Алексей Арсеньев – светлые волосы ежиком, серые глаза, открытая улыбка. «Какая хорошая улыбка, – подумала Мария, – он, видимо, очень хороший человек». Кроме открытой улыбки у доктора Арсеньева была особенная манера располагать к себе людей, во-всяком случае, Мария ему в первый же день выложила всю правду о себе. Про свою жизнь на юге и их с Герой любовь. Про войну. Про Таню. Про Ирину. Просто выплеснула на него все, что долгое время комом стояло внутри.
На следующий день Алексей пригласил Марию к себе домой, познакомил с матерью, которая сразу приняла ее, а через полгода они с Алексеем поженились. Если ее любовь к Гере была бурной, страстной, то Лешу Мария любила иначе, это была любовь – благодарность, тихая нежность, любовь, вырастающая из дружбы, доверия.
У Марии были удивительные отношения с Лешиной матерью – Верой. Они с Верой как-то легко и быстро стали родными людьми. Если бы Марию попросили сказать что-то о свекрови в двух словах, то Мария сказала бы: Божий Человек. Вот Вера была – Божий Человек. Причем Человек именно с большой буквы. Мария считала, что Вера и Леша – ее утешение за все беды.
Через год Алексей настоял на том, чтобы Мария поступила в медицинский институт. Когда она училась на четвертом курсе, у них с Лешей родилась дочь Лиза. Свекровь взяла на себя все заботы о Тане с Лизой: «Машенька, ты только учись!»
Мария за многое была благодарна мужу, и особенно за то, что он всегда был поразительно деликатен в отношении ее прошлого, – никогда никакой ревности, упреков, обид. На протяжении многих лет, в день рождения Геры, она покупала букет цветов, и Леша, видя цветы, ни о чем ее не спрашивал.
– Мам, с кем ты все время разговариваешь по вечерам? – поинтересовалась Лиза.
Мария смутилась – врать не хотелось, рассказывать дочери про Геру – тем более. Подумав, сказала честно: – Я потом тебе расскажу. Когда смогу…
Лиза удивленно пожала плечами: – Ладно…
Теперь Мария Герой каждый день разговаривали по телефону, и при этом продолжали писать друг другу письма.
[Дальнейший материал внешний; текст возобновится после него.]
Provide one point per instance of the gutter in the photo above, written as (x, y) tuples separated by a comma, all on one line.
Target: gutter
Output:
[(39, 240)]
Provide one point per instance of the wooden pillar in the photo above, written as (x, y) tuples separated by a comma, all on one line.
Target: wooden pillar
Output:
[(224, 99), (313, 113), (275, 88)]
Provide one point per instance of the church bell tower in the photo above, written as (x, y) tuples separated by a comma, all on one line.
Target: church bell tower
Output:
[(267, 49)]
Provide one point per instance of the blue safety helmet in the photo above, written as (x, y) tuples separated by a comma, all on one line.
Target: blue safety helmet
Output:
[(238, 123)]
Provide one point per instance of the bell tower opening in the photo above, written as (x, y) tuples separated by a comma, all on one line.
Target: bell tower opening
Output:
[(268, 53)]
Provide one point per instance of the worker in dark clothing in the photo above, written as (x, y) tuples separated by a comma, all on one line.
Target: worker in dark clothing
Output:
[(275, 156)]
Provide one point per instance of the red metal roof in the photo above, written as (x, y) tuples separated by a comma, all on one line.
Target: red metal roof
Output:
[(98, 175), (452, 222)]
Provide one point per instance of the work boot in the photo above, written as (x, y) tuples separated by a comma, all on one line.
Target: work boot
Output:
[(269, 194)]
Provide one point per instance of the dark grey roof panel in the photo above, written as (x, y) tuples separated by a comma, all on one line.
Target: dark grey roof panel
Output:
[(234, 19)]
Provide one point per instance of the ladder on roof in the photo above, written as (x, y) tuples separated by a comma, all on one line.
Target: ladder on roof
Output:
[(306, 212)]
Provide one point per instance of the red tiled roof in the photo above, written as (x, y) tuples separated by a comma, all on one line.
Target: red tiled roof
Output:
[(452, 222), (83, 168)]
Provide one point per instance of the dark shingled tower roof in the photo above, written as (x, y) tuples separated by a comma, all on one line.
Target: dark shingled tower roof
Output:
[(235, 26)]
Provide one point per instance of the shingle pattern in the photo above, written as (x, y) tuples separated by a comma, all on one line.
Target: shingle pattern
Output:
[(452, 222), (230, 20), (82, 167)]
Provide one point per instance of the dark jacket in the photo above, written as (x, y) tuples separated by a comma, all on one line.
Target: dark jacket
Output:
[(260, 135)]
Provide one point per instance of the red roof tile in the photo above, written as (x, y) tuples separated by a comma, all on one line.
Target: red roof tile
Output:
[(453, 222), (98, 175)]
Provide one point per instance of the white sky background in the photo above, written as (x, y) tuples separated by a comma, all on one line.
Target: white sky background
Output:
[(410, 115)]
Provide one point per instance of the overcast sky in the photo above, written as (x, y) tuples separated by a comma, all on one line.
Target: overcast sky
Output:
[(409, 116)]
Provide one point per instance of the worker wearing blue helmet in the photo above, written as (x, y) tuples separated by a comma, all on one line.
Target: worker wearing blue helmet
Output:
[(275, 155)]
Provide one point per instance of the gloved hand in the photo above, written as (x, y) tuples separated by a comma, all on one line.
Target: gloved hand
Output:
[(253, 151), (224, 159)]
Оказалось, что в письмах проще говорить о важном, потаенном.
В последнем письме Мария спросила у Геры о его родителях и брате. Гера скупо ответил, что его отец погиб в 92 —ом году. «Отец всегда оставался человеком, он говорил, что на войне главное – сохранять человеческое достоинство».
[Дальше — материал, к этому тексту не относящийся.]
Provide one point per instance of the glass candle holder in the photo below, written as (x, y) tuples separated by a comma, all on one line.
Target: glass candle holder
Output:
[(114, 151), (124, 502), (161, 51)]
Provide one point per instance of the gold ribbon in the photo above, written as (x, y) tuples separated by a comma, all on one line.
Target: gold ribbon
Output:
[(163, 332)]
Давид Качарава… Мария вдруг словно увидела тот день – переполненный отчаявшимися людьми, причал, лицо Давида. «Я еще станцую на вашей свадьбе, дочка»… «Спасибо, дядя Давид, – через годы поблагодарила Мария. – Как знать, может быть, ты спас нам жизнь – мне, маме, Тане».
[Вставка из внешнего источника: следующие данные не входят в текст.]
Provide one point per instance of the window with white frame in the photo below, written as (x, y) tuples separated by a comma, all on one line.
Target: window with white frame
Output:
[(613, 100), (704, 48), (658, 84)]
В сдержанной интонации Гериного письма за каждой строкой много боли. Больше, чем может вместить человек. Гера написал, что его брат Сандро погиб в 93-ем, а его самого в тот день – ранили (из-за чего в городе его долгое время считали погибшим). В том же году в их дом попал снаряд, после чего начался пожар. Тамара тогда едва не погибла, спаслась каким-то чудом. Когда в войне наступил перелом, мать попросила его увезти ее из Сухуми, и он увез Тамару к ее родственникам в Грецию, где в 96-ом году она умерла.
Сам он в Греции не прижился. Поехал в Крым – к старому приятелю отца. В Крыму он и живет до сих пор – в небольшом зеленом городке на берегу Черного моря. Гера написал, что журфак он все-таки закончил и стал журналистом, теперь у него свое новостное агентство.
В Сухуми за эти годы он приезжал несколько раз. Видел свой обгоревший дом – печальное зрелище. В Абхазии вообще много заброшенных домов, в некоторых – временем и забвением прорастают лианы.